CO2 pipeline transportation is becoming increasingly important as the following schemes worldwide are moving from pilot to demonstration phases:
• Enhanced Hydrocarbon Recovery (EHR),
• Carbon Capture and Storage (CCS),
• Exploitation of Natural Gas Fields rich in CO2
In particular the important safety and risk discriminators emerging in pipelines transporting anthropogenic CO2 service are:
• effect of contaminants & impurities,
• volume transported that forces the use of larger diameter pipelines,
• longer distances with several crossing of high-consequence areas.
All these factors have a dramatic impact on fracture propagation arrest in case of pipeline failure caused by longitudinal occurring defects.

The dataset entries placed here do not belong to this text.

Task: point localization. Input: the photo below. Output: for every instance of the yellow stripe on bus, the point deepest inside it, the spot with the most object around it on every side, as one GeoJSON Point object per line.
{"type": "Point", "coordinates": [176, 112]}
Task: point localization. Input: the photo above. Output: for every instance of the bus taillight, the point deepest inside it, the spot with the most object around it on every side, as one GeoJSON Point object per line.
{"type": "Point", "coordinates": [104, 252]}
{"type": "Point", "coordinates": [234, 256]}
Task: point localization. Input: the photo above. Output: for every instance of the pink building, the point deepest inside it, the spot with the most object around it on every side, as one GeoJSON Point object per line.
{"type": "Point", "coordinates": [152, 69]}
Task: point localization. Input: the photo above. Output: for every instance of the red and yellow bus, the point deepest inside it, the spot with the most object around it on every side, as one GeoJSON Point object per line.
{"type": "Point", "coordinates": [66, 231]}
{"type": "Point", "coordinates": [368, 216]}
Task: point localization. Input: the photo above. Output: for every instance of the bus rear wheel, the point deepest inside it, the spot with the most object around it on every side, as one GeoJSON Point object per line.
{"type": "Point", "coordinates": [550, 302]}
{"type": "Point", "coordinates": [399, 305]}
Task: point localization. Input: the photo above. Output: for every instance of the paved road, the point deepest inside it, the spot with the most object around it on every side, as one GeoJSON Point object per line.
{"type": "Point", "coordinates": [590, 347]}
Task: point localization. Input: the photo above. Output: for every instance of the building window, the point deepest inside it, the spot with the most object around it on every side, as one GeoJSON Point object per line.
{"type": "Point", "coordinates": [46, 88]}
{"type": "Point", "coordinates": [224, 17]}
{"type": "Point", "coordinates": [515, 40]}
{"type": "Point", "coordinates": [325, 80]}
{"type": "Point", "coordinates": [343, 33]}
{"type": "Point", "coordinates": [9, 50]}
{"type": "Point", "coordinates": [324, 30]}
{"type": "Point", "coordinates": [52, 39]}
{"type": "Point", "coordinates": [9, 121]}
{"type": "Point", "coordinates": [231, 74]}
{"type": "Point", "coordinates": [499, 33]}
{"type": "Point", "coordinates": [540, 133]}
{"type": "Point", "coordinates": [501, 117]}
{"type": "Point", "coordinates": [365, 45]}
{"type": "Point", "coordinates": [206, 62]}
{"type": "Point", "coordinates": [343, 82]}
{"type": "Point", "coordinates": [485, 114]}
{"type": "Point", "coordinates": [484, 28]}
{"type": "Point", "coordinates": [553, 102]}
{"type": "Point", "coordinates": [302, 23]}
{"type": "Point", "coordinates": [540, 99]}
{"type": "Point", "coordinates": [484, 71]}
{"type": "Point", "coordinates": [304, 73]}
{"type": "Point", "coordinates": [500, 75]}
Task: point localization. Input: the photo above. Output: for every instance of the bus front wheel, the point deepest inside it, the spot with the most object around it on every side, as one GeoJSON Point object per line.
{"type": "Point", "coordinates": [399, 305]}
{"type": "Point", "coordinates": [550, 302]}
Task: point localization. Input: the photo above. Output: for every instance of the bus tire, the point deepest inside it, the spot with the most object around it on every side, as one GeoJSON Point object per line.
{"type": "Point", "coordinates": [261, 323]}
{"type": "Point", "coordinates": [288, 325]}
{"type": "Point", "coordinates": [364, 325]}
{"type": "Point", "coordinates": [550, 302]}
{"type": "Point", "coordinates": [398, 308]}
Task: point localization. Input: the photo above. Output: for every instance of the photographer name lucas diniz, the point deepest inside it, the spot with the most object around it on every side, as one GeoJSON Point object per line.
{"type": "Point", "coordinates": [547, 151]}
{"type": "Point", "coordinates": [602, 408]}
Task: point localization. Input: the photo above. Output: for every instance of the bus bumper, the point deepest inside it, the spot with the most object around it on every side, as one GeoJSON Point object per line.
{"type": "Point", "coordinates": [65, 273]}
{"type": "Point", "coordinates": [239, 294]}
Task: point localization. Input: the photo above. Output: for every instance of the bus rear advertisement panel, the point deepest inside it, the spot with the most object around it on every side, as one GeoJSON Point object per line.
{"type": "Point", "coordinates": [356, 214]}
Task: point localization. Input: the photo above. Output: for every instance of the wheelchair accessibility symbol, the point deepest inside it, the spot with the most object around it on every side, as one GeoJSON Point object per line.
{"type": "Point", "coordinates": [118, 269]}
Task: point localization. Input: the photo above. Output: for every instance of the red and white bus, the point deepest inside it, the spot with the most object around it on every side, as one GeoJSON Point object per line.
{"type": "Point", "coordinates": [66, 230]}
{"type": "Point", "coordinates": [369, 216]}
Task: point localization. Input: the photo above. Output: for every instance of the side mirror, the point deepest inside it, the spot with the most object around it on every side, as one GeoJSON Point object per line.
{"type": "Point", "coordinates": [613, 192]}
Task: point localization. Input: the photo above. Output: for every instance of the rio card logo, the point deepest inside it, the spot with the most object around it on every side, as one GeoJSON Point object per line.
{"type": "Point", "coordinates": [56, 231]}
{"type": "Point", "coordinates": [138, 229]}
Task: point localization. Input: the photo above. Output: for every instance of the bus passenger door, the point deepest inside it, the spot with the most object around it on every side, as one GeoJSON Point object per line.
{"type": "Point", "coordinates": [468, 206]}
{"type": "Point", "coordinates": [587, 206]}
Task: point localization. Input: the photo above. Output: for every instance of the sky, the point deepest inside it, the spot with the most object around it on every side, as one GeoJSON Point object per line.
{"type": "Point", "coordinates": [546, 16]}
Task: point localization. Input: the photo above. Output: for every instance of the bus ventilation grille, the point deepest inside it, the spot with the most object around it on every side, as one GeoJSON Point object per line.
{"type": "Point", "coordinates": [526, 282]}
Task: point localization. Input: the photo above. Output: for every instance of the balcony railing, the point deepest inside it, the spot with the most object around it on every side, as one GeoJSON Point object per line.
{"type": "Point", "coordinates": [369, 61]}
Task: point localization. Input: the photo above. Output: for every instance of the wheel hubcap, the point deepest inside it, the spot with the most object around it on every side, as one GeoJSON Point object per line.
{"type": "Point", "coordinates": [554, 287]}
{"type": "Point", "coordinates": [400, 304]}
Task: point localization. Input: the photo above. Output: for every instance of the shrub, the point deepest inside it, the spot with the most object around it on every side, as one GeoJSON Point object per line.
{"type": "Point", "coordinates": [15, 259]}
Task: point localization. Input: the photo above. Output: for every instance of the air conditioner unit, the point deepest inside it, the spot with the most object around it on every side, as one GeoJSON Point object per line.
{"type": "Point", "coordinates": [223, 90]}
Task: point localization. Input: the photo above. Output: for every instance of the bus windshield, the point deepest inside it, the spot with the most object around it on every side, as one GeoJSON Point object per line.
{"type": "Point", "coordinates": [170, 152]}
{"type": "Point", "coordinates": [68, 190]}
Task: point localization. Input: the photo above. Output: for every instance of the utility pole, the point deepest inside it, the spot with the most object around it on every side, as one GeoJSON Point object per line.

The most catastrophic type of pipeline failure is running fractures (Brittle or Ductile), potentially involving rapid “unzip” of the pipeline up to several hundred meters length, causing the release of large fluid amount in a short time span. For Natural Gas there’s a long lasting experience and consolidated Know How; the method named “Battelle Two Curve” (BTC) was the first developed to express the criterion for long shear running fracture propagation in terms of fluid decompression wave velocity and crack propagation velocity.
It’s well known the susceptibility to long running shear fracture of any pipeline transportation system involving gases, dense phase fluids, two phase fluids or high vapor pressure liquids as Carbon Dioxide.
In this context was born, SARCO2, an RFCS project with the support of EPRG and DNV GL. The project was aimed at contributing to the pipeline design, from the long-term integrity.
This paper deals with the full scale testing campaign on CO2 pipeline fracture propagation prevention programme; it involves EN 10208-2 L450 24” outside diameter, 12.5-13.7 mm wall thickness pipes, with upper shelf Charpy V-notch impact energy (toughness) up to a maximum of 320 J coming from different metallurgic routes and the use of composite crack arrestors.